Sixty years ago, on October 4, 1957, the world awoke to learn that the Soviet Union had launched a satellite into orbit – the first to do so. Sputnik 1 was nearly two-feet in diameter and weighed as much as a middle-aged insurance salesman. Most people were stunned.
Why was this so disturbing? After all, the idea of artificial satellites had been around for a while. Indeed, sci-fi author Arthur C. Clarke had written up a prescient scheme predicting the use of geosynchronous satellites for communications as early as 1945.
The shock, of course, was because Sputnik was launched at the height of the Cold War. Both the Americans and the Soviets had scooped up many of the German rocket scientists after WWII, and while most of their subsequent efforts were motivated by military programs, there were some rocket experts (including Wernher von Braun) who anticipated a wondrous future of both robotic science and human spaceflight. As von Braun famously wrote, he “aimed for the stars.”
But now the U.S. effort had been decisively eclipsed. It’s true that Sputnik 1 (the word means “fellow traveler” in Russian) had only limited utility. Its one-watt transmitter sent out beeps three times a second that were easily picked up by amateur radio operators as well as government receiving facilities, and these gave information about Sputnik’s temperature and motion. But there were no cameras, particle detectors, or any of the other instruments that so often accessorize satellites today. Still, it was in orbit, and nothing built by the U.S. was.

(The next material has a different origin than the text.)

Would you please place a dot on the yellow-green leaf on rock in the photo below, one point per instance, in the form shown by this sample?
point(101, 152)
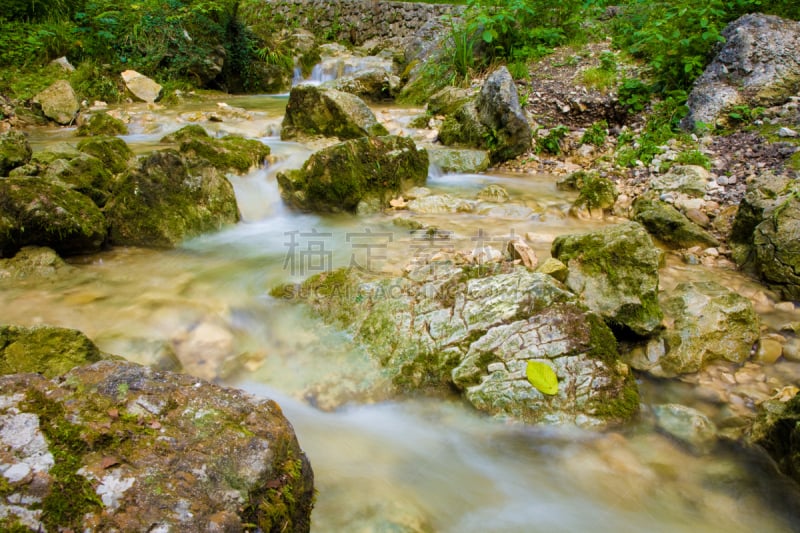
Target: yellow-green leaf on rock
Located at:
point(542, 377)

As a kid, the thing that impressed me most was the weight. I knew that America was talking about launching a satellite, but it was expected to be about the size and heft of a watermelon, not the 184 pounds of Sputnik 1. Indeed, the first American artificial satellite (Explorer 1), finally launched three months later, weighed in at a puny 30 pounds. That was decidedly unimpressive given that Sputnik 2, weighing a half ton, had been shot skyward two months before. Adding insult to injury, an ill-fated dog was part of Sputnik 2’s payload, the first creature to be sent into orbit by humans (and the space race’s first victim.)
Bloviating politicians and head-scratching scientists were soon talking of a “missile gap”, and the U.S. did something unprecedented and unrepeated: It greatly increased spending on science education. Improved course materials for high schools were developed, and within a year a new agency to promote space development was set up: NASA. It had money to pay for students seeking advanced degrees in the relevant sciences (indeed, my graduate studies were funded this way.)
The ensuing story of how the missile gap was slowly narrowed, culminating in the triumphal landing of Americans on the moon in 1969, is well known and generally applauded. What’s often forgotten is that this episode highlighted the importance of science education. Which is, after all, the seed bed for science accomplishment.